The Commercialism of Daily Life is Nearly Complete

Originally posted: May 6, 2005

Coming soon to a police department near you: NASCAR-style advertising plastered all over police cruisers. The Charlotte-based racing giant has graciously offered police cars for $1 each, in exchange for the free publicity. More than 20 cities have signed up, and 200 more have expressed interest.

Other cities are also exploring commercialization deals. St. Charles, Mo., voted to sell advertising space on its garbage trucks. The California Milk Processing Board sent offers to dozens of small towns, asking one of them to change their name to “Got Milk? California.” In exchange, the milk board will make the town the focus of an advertising campaign, contribute an undetermined amount to the local school system and construct a “Got Milk?” Museum.

Perhaps the king of commercialism is San Diego. The city considered an offer from General Motors for 35 free cars, in exchange for placing advertisements on lifeguard towers. San Diego has declared Pepsi the city’s official soft drink. The city sold naming rights to Jack Murphy Stadium to a high-tech firm. Now a city councilman is suggesting that the city sell naming rights to East VIllage, part of a 26-block development.

The commercialization of daily life is virtually complete. Most Americans are now assaulted by at least 2,500 commercial messages every day. There are corporate ads on park benches, postal boxes and library cards. Earthlink placed ads in the restrooms of 40 restaurants. ABC slapped stickers on bananas (“Another Fine Use of Yellow: ABC”), as well as urinals, candy bars, bar glasses and door hangers. NASA has announced plans to solicit ads on its space station. Professional boxers and Arena League cheerleaders have advertisements on their stomachs.

Several months ago, talk show host Star Jones had commercial “sponsors” for her wedding. She had donated invitations (from Stationary Studio), donated tuxedos (from Sarno & Son) and donated bridesmaids’ gowns (from Lazaro Bridal). She even had an “official airline” (Continental).

Schools have also fallen prey to commercialism. Cafeterias and sports stadiums are increasingly littered with corporate logos. Public schools have exclusive marketing deals with Coke and Pepsi, as well as Apple and Microsoft. Channel One, an in-school broadcaster, is in 12,000 schools, subjecting its commercials to 8 million captive students.

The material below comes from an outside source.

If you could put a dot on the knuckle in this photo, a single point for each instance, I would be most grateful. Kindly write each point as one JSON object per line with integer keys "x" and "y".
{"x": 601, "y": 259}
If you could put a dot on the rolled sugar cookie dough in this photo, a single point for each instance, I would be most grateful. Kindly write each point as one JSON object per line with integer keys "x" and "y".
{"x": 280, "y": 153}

College students are another target of corporate influence. Many universities grant exclusive marketing deals to computer manufacturers, credit card and soft drink companies. Washington State University has a Taco Bell Distinguished Professor of Hotel and Restaurant Administration, and Wayne State University has a Kmart Chair of Marketing.

In contemporary America, everything needs a sponsor — rock concerts, PBS shows, sporting events, the Olympics, and church bulletins. Two New Jersey students pitched themselves as “spokesguys” for any corporation willing to fund their college education. First Bank USA signed them up, for $40,000 a year. The pair, now attending Pepperdine and USC, will wear clothing with First Bank USA logos and speak with students about the joys of getting into debt.

Naomi Klein, in “No Logo: Taking Aim at the Brand Bullies,” argues that successful corporations primarily market brands, rather than products. The chairman of Polaroid’s advertising agency stated that Polaroid “is not a camera — it’s a social lubricant.” The owner of Diesel Jeans said, “We don’t sell a product; we sell a style of life.” In a youth-dominated culture, the goal is to market “cool.” As Andre Agassi notes, “Image is everything.”

While corporations are in the business of selling cool, Tommy Hilfiger is in the business of signing his name. The company manufactures nothing; it simply establishes licensing agreements. As Naomi Klein notes, “Jockey International makes Hilfiger underwear. Pepe Jeans London makes Hilfiger jeans, Oxford Industries makes Tommy shirts, and Stride Rite Corporation makes its footwear. What does Tommy Hilfiger manufacture? Nothing at all.”

And the proper response if corporations seek sponsorship deals with city governments? Nothing at all.